Pre-requisite: MAST5007 Mathematical Statistics or MACT5290 Probability and Statistics for Actuarial Science 2
OverviewThis module covers aspects of Statistics which are particularly relevant to insurance. Some topics (such as risk theory and credibility theory) have been developed specifically for actuarial use. Other areas (such as Bayesian Statistics) have been developed in other contexts but now find applications in actuarial fields. Stochastic processes of events such as accidents, together with the financial flow of their payouts underpin much of the work. Since the earliest games of chance, the probability of ruin has been a topic of interest. Outline Syllabus includes: Decision Theory; Bayesian Statistics; Loss Distributions; Reinsurance; Credibility Theory; Empirical Bayes Credibility theory; Risk Models; Ruin Theory; Generalised Linear Models; Run-off Triangles.
This module appears in:
Method of assessment
90% Examination, 10% Coursework
The students are provided with the study notes published by the Actuarial Education Company and a copy of "Formulae and Tables for Examinations".
The following book is also relevant:
PJ Boland Statistical and Probabilistic Methods in Actuarial Science (Chapman & Hall, 2007) (R)
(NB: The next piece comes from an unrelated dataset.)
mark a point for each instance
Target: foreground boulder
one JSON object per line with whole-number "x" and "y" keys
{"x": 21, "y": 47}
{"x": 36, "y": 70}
The intended subject specific learning outcomes. On successfully completing the module students will be able to:
1 explain basic concepts and models in decision analysis and statistics, as presented in the module, and apply them in insurance;
2 construct risk models appropriate to short term insurance contracts and make the related statistical inference;
3 describe and apply the fundamental concepts of credibility theory;
4 describe and apply the basic methodology used in rating general insurance business;
5 describe and apply techniques for analysing a delay (or run-off) triangle.
The intended generic learning outcomes. On successfully completing the module students will be able to:
1 demonstrate probabilistic and statistical skills in solving financial problems;
2 demonstrate enhanced conceptual skills and logical reasoning ability;
3 demonstrate a broad understanding of the range of application of statistics to financial processes.